July 29, 2011
I’m participating in the Library Day in the Life Project (now in its seventh round) this week. To quote the project wiki, “the Library Day in the Life Project is a semi-annual event coordinated by Bobbi Newman of Librarian by Day. Twice a year librarians, library staff and library students from all over the globe share a day (or week) in their life through blog posts, photos, video and Twitter updates.”
Today was another scattered day. It’s hard to really sit down and work on a big project when you’re only there for a couple of hours at a time and have eighty things to do. This week was also strange: I only worked thirteen hours (plus my Chicopee visit), so a lot of what I normally do in a week got left out.
12:00pm: arrive, check my mailbox, clock in, take care of notes and broken books that need to be replaced that have been left on my desk. Lauren (my boss) is not in today, so my debriefing after my visit to Chicopee yesterday will have to wait until next week. I go over my to-do list for this week to decide what unfinished tasks must be done today and what can be put off until next week.
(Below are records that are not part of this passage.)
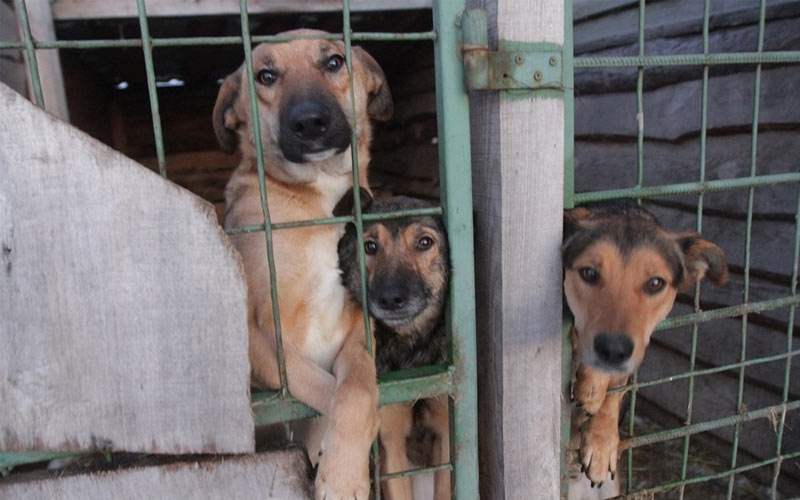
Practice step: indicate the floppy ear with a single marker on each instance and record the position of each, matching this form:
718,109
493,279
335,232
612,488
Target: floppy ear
572,220
379,104
346,205
226,119
702,258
12:15pm: email. There are 62 new emails, most of them summer reading log entries. I answer a patron’s question about the summer reading club, find out a little bit more about a potential interview, and review the minutes from yesterday’s department heads meeting.
12:30pm: start processing summer reading log entries. There are a few that require corrections and some duplicates that I need to delete.
1:30pm: I update our top ten readers list (there have been some surprising upsets) and write the weekly blog post about our summer reading stats.
1:45pm: head upstairs to the reference desk to distribute tickets and initial for prizes. While I’m up there, Laurie, our head of reference, wants to know what I’m reading so she can put it on the website (a couple other staff members have done the same already). I share our summer reading stats with her and refill the prize cart with more books.
2:15pm: take my laptop up to my outpost in the YA area (my “desk” is an old OPAC table) and finish the bookmark I started yesterday with our August programs. While I’m working on it, I help a patron who wants a Pretty Little Liars book that’s checked out. I tell her about The Lying Game (both the book and the television show) and give her and her mom our two Pretty Little Liars read-alike lists. The mom seems really happy about this, and the daughter at least isn’t rolling her eyes at me. Sometimes this is what success looks like.
2:30pm: a member of the circulation staff comes back with the truck of YA books to be reshelved. I offer to do it, since it lets me know what’s been going out. Our shelving system in the YA area seems to baffle circ staff members, and things often wind up in the wrong place, so this is also a chance to do a quick scan as I’m shelving for things that belong elsewhere.
2:45pm: I start writing up my operations report for the month. It describes what happened in Teen Servies in July: program attendance, reference transactions, book lists and homework guides I’ve created, community outreach and professional development, plus any other big projects. Looking over the report, it strikes me that this has been a strange month. Again, this summer is weird.
3:15pm: one of my summer reading superstars and manga club members comes by to chat. She has a couple questions about summer reading. I show her the “what I’m reading” post and she points out, rightly, that there should be some manga on my list, and then proceeds to make recommendations. I go home with the first volumes of Death Note, xxxHOLiC, and .hack//Legend of the Twilight. I like this opportunity to just hang out and talk.
3:30pm: finished the operations report. I have half an hour left before I go home, so I start going over the list of books I want to buy. I won’t have time to put together a cart today, but I can get started and finish it next week.
4:00pm: I drop off my reference transactions tally sheet, go downstairs, put all of my stuff away, remember that I need to do our fortnightly drawing for a $50 frozen yogurt gift card, whip through the Excel work to do that, call the winner, clock out, and go home. On my way out, I pick up a book I have on hold and check it and the manga out. Today, I am strong and drive right past the frozen yogurt place and do not stop in.